Now instead of doing the integration with trigonometric functions now I am using TrigToExp to convert everything into exponentials and then redoing everything. Then I am getting a different answer, why is it so ?

This is the integrand.

FFG2[x_, y_, t1_, 
   t2_] := ((x - y) Cot[(x - y)/2]/2 - 1)^2 Csc[(x - y)/
      2]^2 Sin[(t1 - x)/2] Cos[(t2 - y)/2] Csc[(t1 - t2)/
      2] Csc[(x - y)/2] - ((x - y) Cot[(x - y)/2]/2 - 
      1)^2 Csc[(x - y)/2]^2 Cot[(x - y)/2] Cot[(t1 - t2)/2] (t1 - x)/
     2; 

Since the expression is complicated I am taking a part of this integrand by using collect and part,(there are 4 parts, I am picking the first one)

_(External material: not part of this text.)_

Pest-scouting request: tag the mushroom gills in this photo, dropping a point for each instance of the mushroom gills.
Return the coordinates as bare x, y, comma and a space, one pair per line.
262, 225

Part[Collect[FFG2[x, y, t1, t2], Cot[_]], 1]

which is

Cot[(t1 - t2)/2]*(((-t1 + x)*Cot[(x - y)/2]*Csc[(x - y)/2]^2)/2 + 
  ((t1 - x)*(x - y)*Cot[(x - y)/2]^2*Csc[(x - y)/2]^2)/2 + 
  ((-t1 + x)*(x - y)^2*Cot[(x - y)/2]^3*Csc[(x - y)/2]^2)/8)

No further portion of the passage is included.